Cinco poemas de Dagmar Braga















Ensaio

assim
aos poucos
vai-se dissipando

o riso
o cheiro
a voz

o nome do amigo
o amor
jurado e abjurado em sangue

diariamente o tempo ensaia a grande noite

Arqueologia – Editora Patuá, 2016





Inventário

eu te dou de presente
esta memória

– nuvens e sinos no entrecorte de vales –

um sonho redimido
entre paredes caiadas
unguentos
maldizeres

esta noite insone que me arrasta
e o despudor
                    do corpo

afeito ao teu desejo e desatino

Arqueologia – Editora Patuá, 2016













Infinitude

Ao derredor do tempo  
(sorvo de luz e sombra)
o labirinto assoma

Não há porta que se abra
nem sinal que nos sustente

O desafio 
é a tessitura e o fio

Não há rastro ou memória
na solidão do exílio

Tudo – a um só tempo –
é pressentimento /
origem
tédio/ espelho

Secreto e imenso – sempre –                       
o meu e o teu delírio.   

Geometria da Paixão – Anome, 2008






e agora, deus, o que fazer de ti?
como amparar
a imensidão
que tomba sobre a minha noite?

não vi teu rosto
não ouvi teu grito
apenas a este exílio é que me prendo

ao verbo insano
que pretendo
ensaio
recomeço
( sem pertencimento )

como aplacar em mim o desatino
de uma noite que tomba
sobre um deus

sem rasto    
deverbal
silêncio?


Geometria da Paixão – Anome, 2008
 











os homens ásperos derramam sobre o mundo
palavras intestinas 
gotejam fel
sangram corpos e sonhos

nunca se aninharam
à espera da névoa
e da luz
de uma certa manhã antiga e calma

os homens ásperos se aliam e se vendem
como se detivessem o verbo
e a verdade
como se consentissem a vida e suas bênçãos

cegos e rebotos      divertem-se a lançar
garras pontiagudas sobre nossas cabeças

eles nunca saberão a cor dos teus olhos
eles apenas se fartam de noites e tempestades

em todas as línguas

inédito










Dagmar Braga – (Pitangui / MG).

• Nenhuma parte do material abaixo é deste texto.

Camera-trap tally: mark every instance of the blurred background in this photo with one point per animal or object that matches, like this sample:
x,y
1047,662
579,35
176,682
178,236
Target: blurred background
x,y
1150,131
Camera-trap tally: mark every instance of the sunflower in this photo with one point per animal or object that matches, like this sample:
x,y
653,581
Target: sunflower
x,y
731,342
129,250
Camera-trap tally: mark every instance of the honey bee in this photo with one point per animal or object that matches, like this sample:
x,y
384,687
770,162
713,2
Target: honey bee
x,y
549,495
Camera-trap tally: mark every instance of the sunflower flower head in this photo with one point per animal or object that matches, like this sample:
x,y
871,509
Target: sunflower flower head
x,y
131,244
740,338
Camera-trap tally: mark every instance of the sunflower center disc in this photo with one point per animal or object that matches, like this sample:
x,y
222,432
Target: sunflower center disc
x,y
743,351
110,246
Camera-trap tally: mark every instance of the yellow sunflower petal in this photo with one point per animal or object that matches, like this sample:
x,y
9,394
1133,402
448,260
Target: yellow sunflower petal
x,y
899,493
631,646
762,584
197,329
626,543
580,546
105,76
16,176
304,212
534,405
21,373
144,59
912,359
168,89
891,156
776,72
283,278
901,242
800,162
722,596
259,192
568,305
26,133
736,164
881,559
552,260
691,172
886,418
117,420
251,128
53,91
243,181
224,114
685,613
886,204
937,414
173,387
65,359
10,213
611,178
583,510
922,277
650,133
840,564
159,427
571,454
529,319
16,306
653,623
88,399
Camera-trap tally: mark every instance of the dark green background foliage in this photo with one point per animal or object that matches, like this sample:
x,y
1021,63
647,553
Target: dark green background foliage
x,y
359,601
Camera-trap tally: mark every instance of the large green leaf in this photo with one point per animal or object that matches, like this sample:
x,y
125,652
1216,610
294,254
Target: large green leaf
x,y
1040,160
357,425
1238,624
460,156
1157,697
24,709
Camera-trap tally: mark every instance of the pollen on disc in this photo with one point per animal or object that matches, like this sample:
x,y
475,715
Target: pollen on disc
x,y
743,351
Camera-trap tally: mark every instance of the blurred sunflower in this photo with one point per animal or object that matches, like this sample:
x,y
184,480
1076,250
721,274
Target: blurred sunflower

Cursou Letras (PUC) e pós graduação em Literatura e em Jornalismo. Dedica-se à promoção das Artes, no Espaço Cultural Letras e Ponto, em Belo Horizonte. Organizou as antologias Noites de Terça (2007) e Oficina da Palavra (2011) e Nas Noites de Quarta (2019). Finalista do Prêmio Jabuti com Geometria da Paixão (Anome), publicou Arqueologia (Patuá, 2016).